Spending just £10,000 on players in 2017/18 meant that Scunthorpe were near the bottom of the recruitment table, perhaps a little more investment would have given the club the extra boost to get closer to promotion and kept Graham Alexander in a job.
As a result of the Coolsilk loans Scunthorpe’s debts have nearly quadruped to over £9 million since 2013.
These loans are not huge by League One/Two standards, but as has been seen in the case of both Bolton and Bury all loans come at a risk. (Note in the table below Bradford have not disclosed their loans as the club’s hierarchy are so contemptuous of the fans that they won’t even reveal the figures).
Summary and conclusion
Scunthorpe have lived beyond their means under Peter Swann since he acquired the club. There is nothing wrong with this, but it does increase risk if for whatever reason he can’t (Stewart Day at Bury, Tony Xia at Villa) or won’t (Steve Day at Bury, Ken Anderson at Bolton, Ellis Short at Sunderland) underwrite the losses.

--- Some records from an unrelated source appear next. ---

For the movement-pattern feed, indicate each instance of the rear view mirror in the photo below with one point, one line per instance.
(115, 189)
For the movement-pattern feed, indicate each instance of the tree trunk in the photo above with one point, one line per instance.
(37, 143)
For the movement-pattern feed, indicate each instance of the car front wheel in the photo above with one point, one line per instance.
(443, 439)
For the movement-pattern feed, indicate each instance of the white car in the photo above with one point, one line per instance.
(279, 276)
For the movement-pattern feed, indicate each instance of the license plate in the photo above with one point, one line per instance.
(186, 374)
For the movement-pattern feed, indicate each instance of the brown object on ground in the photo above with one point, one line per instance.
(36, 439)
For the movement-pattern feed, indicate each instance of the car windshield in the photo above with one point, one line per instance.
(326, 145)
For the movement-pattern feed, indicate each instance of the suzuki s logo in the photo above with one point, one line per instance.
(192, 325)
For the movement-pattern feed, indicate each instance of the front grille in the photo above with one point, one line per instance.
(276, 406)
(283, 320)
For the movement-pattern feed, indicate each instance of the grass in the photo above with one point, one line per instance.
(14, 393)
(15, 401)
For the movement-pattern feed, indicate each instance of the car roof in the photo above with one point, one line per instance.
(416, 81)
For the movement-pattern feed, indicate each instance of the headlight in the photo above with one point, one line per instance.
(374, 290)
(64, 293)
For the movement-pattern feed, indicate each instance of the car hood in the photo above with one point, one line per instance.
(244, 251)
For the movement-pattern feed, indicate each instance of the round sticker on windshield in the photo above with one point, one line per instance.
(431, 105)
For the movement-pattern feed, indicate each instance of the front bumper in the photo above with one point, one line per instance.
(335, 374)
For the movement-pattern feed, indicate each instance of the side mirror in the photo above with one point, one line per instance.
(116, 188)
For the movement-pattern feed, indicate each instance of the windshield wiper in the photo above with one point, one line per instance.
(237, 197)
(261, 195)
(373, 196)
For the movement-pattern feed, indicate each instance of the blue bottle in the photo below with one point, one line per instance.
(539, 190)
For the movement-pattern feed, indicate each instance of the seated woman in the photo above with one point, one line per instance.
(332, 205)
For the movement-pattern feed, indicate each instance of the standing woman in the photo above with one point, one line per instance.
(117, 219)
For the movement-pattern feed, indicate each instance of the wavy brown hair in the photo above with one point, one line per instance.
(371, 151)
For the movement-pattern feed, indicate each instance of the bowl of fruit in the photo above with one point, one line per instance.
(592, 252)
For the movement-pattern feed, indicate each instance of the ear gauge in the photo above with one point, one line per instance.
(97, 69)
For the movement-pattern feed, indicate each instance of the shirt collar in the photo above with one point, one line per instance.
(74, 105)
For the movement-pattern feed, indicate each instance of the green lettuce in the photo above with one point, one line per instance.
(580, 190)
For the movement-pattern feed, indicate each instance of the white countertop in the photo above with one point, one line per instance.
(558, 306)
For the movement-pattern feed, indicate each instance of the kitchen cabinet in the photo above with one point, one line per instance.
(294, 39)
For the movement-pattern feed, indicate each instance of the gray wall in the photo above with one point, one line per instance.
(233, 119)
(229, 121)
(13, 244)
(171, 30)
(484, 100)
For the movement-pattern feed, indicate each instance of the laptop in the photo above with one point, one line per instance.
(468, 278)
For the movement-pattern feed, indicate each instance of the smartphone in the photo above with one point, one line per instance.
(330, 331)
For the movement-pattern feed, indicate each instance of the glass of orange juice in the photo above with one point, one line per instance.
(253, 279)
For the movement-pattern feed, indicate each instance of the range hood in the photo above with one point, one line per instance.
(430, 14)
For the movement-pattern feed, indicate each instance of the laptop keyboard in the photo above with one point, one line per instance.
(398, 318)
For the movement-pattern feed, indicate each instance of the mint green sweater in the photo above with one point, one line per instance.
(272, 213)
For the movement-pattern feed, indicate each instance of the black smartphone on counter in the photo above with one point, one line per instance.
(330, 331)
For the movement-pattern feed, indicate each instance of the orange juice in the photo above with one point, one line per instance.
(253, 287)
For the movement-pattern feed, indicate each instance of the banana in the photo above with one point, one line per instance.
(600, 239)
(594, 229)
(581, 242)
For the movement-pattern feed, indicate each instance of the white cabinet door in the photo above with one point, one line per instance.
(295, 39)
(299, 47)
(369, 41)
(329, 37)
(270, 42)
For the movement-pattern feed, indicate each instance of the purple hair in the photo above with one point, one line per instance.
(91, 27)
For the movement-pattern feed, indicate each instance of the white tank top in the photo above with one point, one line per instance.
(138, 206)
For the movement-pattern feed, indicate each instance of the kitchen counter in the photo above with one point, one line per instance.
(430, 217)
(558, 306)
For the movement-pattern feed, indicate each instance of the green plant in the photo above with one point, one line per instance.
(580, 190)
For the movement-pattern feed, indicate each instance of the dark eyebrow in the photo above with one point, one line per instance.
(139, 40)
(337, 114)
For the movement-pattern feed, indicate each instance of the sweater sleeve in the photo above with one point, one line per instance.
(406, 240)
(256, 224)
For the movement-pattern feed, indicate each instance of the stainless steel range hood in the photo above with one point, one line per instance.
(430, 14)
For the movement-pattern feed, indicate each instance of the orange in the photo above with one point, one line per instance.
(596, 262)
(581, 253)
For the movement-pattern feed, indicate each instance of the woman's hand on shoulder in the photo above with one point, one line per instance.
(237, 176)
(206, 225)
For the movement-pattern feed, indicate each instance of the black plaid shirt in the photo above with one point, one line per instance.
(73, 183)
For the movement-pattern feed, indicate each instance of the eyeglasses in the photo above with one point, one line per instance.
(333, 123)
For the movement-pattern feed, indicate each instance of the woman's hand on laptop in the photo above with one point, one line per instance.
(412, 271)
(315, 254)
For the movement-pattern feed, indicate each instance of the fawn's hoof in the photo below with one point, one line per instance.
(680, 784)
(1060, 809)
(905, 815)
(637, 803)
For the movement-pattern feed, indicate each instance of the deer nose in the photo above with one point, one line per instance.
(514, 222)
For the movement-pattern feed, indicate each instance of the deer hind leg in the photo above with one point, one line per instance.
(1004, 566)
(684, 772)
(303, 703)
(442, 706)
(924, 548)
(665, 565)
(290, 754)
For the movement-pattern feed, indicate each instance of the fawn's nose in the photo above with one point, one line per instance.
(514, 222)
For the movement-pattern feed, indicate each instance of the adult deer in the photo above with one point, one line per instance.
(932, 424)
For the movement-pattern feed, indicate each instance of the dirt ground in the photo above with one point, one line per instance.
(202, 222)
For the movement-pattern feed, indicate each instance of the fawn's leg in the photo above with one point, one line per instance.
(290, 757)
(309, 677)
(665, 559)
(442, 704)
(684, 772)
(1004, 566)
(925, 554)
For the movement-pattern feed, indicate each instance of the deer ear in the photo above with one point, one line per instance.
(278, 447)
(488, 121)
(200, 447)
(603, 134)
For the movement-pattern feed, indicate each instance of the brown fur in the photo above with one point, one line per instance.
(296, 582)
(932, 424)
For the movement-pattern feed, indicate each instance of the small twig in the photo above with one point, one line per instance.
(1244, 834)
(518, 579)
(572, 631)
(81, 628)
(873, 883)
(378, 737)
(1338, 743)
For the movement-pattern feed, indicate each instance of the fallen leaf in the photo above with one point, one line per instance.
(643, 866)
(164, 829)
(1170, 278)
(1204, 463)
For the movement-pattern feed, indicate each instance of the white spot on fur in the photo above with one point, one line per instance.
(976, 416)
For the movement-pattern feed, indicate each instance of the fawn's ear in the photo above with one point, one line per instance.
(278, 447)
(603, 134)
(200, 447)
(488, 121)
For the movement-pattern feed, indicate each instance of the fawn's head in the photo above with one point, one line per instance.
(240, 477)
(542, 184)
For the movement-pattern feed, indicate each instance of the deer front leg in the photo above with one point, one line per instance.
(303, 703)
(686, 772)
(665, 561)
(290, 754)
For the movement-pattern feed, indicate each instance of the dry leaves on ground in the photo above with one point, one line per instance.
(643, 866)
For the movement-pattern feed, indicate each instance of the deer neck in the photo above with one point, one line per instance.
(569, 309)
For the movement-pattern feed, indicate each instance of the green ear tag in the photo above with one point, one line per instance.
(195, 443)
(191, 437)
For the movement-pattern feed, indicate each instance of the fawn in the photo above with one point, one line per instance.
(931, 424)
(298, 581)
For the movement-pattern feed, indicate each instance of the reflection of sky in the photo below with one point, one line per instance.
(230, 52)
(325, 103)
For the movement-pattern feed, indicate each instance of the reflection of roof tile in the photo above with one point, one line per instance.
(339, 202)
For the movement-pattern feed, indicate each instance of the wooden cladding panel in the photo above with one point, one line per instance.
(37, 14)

Peter Swann has been generous to the club and should be given credit for that, but unlike many other owners who have lent their clubs money interest free (Coates family at Stoke, Matthew Benham at Brentford, Tony Bloom at Brighton, Dean Hoyle at Huddersfield etc.) has charged interest. The transfer of tax losses makes sense but also leaves a slightly uneasy taste in the mouth as to what is driving the investment.
Back to back playoff appearances are a testament to how a generous owner can elevate a club up the table, but unfortunately Scunthorpe didn’t get over the line.
Does the above analysis suggest that Peter Swann’s support his “we are probably one of the best-run clubs in the Football League” comment? That’s for others to decide rather than us.